Nos últimos dias, com o Encontro de Wulin, aumentou o fluxo de visitantes, e seus negócios prosperaram. Só nos últimos dias, já haviam matado vinte ou trinta pessoas, roubando várias quantias.

O dono era um discípulo da Seita dos Cinco Venenos de Yunnan, especialista em venenos e armas ocultas. O incenso era feito de flores de mandrágora raríssimas. Mesmo artistas marciais com certo domínio interno não resistiam ao seu efeito; uma vez inalado, era impossível despertar por horas.

Por isso, a aparição de “Chen Chaofeng” o deixou aterrorizado.

No mundo, pouquíssimos eram imunes ao incenso de mandrágora: apenas uns poucos excepcionais ou aqueles capazes de preparar um antídoto adequado. Como poderia a obscura Seita do Oito Trigramas ter alguém assim?

Ele tremia sem saber o que fazer.

“Você preparou esse veneno?” “Zhou Wulang” perguntou, mãos às costas, observando os homens de preto. O ambiente escuro só realçava seu aura sombria.

“Fui eu...”

O dono estava gelado, ele e seus ajudantes totalmente intimidados pela aura negra, incapazes de se mover.

“Você ainda tem as sementes dessa flor?”

“Tenho... tenho... estão na sala dos fundos...”

“Pena que vocês são tão fracos, nem servem de adubo. Vocês mataram todos os outros hóspedes?” “Zhou Wulang” perguntou friamente, como se pudesse ler a alma do outro.

“Sim... sim...”

“Muito bem. Dou-lhes uma chance: tragam todos os cadáveres para o salão.”

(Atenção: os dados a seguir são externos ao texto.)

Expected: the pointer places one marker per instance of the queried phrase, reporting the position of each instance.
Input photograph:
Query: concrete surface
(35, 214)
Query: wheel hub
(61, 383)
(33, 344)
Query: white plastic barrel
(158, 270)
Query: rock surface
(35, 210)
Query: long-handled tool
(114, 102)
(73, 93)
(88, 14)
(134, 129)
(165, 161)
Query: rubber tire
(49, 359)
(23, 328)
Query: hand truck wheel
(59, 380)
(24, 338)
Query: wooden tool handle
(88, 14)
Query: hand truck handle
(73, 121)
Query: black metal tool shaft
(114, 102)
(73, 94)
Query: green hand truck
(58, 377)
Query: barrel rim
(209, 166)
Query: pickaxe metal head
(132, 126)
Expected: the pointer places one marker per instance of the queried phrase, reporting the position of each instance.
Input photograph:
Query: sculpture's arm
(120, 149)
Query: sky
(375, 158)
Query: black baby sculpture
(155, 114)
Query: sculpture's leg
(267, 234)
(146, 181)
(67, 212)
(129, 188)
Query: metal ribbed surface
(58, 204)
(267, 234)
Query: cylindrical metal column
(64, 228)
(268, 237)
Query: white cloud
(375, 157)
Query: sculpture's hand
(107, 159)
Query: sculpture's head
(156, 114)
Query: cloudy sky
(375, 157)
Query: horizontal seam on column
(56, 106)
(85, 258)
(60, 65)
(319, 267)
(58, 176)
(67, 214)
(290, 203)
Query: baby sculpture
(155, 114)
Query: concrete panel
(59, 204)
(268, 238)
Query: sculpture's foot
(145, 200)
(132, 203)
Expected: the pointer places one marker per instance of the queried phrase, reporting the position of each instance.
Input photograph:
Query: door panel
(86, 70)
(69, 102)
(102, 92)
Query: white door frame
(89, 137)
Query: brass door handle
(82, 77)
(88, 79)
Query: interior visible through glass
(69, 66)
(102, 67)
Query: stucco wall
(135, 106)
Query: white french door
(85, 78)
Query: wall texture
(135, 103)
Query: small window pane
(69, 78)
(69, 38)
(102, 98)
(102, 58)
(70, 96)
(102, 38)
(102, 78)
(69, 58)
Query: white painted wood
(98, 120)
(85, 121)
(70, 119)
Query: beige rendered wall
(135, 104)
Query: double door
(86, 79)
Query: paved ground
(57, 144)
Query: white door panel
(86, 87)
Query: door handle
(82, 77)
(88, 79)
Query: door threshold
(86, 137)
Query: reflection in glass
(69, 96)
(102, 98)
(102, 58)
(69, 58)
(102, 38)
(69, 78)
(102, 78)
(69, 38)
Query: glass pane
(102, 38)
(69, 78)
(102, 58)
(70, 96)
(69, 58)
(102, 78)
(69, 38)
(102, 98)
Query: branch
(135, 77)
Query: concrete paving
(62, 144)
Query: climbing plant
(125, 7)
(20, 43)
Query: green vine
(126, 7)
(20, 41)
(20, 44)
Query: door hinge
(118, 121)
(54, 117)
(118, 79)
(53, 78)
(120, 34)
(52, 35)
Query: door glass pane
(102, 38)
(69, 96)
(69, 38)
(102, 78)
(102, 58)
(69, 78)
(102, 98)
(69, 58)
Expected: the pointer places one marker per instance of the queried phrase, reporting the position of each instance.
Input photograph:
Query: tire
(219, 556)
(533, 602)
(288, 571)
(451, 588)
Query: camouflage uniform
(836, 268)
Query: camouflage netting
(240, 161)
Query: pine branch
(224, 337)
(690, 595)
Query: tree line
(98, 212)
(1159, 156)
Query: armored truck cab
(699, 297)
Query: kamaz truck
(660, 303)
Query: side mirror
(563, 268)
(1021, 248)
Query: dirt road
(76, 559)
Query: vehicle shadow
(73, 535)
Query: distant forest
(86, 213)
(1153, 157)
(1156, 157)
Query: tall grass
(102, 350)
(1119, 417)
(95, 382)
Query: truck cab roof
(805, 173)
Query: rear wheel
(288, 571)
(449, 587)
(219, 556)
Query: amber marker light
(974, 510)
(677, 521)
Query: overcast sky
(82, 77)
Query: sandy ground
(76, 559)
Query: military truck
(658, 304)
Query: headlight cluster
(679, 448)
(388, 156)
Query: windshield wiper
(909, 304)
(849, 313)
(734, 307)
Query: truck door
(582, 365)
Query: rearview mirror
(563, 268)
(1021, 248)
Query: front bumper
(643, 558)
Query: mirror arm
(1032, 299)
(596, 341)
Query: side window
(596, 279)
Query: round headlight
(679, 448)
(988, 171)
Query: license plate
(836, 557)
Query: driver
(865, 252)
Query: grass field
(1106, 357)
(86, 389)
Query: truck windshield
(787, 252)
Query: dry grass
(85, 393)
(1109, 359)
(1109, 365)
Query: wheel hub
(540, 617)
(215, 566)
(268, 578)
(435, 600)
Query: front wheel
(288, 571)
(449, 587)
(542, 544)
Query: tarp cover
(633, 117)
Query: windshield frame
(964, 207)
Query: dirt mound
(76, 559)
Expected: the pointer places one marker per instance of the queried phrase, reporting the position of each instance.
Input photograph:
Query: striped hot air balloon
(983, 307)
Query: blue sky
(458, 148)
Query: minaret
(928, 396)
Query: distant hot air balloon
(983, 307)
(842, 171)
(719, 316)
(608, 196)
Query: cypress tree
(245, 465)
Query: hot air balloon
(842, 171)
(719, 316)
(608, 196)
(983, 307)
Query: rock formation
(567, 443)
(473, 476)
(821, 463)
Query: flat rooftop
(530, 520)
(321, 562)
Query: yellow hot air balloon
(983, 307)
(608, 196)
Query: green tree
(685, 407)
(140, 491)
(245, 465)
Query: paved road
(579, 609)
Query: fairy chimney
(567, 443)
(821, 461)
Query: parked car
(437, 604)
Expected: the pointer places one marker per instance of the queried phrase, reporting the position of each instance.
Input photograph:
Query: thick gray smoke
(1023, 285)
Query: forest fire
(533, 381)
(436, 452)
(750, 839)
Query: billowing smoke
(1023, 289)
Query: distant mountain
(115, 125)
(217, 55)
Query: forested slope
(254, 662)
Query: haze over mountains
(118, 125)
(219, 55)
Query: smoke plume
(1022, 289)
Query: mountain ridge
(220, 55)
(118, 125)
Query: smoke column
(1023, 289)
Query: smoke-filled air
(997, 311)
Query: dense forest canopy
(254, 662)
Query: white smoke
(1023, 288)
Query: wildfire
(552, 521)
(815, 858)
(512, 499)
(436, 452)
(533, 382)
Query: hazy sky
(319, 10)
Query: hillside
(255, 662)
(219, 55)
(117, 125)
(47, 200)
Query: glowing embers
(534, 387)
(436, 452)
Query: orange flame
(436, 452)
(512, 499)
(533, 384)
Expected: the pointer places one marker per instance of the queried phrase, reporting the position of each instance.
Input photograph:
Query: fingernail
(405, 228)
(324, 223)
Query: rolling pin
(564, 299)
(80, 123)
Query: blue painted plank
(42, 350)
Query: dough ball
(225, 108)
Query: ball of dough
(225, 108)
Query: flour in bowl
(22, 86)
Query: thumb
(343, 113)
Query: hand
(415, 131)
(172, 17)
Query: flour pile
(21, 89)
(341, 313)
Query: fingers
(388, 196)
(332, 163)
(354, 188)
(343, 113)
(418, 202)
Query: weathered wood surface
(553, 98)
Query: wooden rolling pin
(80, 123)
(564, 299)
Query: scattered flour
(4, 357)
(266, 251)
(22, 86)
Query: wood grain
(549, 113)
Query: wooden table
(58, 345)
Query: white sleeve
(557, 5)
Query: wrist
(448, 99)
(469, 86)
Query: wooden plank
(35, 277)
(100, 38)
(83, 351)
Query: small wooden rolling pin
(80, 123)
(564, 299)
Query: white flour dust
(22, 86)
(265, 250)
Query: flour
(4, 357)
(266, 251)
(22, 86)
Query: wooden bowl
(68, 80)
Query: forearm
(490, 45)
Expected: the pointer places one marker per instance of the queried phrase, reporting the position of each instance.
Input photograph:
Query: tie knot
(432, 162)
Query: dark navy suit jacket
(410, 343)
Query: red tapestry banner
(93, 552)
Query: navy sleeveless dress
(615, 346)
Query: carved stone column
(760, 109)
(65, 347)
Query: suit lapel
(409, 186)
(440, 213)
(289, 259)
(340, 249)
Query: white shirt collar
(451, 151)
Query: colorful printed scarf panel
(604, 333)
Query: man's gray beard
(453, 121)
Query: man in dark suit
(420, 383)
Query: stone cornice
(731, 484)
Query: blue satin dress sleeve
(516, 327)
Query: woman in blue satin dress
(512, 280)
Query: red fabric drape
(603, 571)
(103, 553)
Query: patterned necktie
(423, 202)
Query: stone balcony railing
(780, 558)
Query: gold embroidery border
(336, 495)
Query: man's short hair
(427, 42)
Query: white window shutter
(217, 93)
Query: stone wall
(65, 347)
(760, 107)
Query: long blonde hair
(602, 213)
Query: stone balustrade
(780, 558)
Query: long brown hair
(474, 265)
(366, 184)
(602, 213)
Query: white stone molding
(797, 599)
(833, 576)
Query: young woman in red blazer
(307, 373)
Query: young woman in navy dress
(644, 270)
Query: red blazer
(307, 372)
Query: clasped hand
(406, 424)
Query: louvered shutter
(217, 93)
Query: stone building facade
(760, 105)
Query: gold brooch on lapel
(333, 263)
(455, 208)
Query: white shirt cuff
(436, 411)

“Sim... sim... como desejar...”

Com a aura liberada, puderam se mover. Obedeceram, trazendo todos os corpos para o salão.

“Zhou Wulang” examinou os cadáveres; as feridas eram tortuosas, na garganta e no coração, sinal de habilidades medíocres.

Desdenhoso, balançou a cabeça, sem perder tempo.

Estendeu a mão direita; um símbolo verde em sua palma brilhou suavemente. A mão se abriu, de onde brotou um ramo verde, que foi se alongando e se movendo como uma serpente venenosa até os corpos, sugando as feridas...

O dono e os ajudantes nunca haviam visto algo assim, estavam apavorados, com as pernas bambas e o couro cabeludo latejando.

“Senhor... quem é você... peço... peço que nos poupe...” O dono chorava, arrasado de medo. Mesmo as artes de feitiço da Seita dos Cinco Venenos não eram tão assustadoras quanto o que via agora.

“Zhou Wulang” permaneceu em silêncio. O ramo, ao absorver o sangue, começou a crescer, e logo surgiu um novo broto. Por fim, nutrido pelo sangue, floresceu: pétalas vermelhas, bordas amarelas, centro negro, uma flor de folhas radiantes que, na noite escura, parecia ainda mais sedutora.

“Enfim floresceu. Então, a sua força agora me pertence.” murmurou “Zhou Wulang”. A flor e o ramo recolheram-se lentamente à palma da mão.

“Ótimo. Muito bom.” O ramo desapareceu por completo. “Zhou Wulang” contemplou sua mão, encantado. Isso era poder. Com um gesto, os homens de preto caíram todos juntos.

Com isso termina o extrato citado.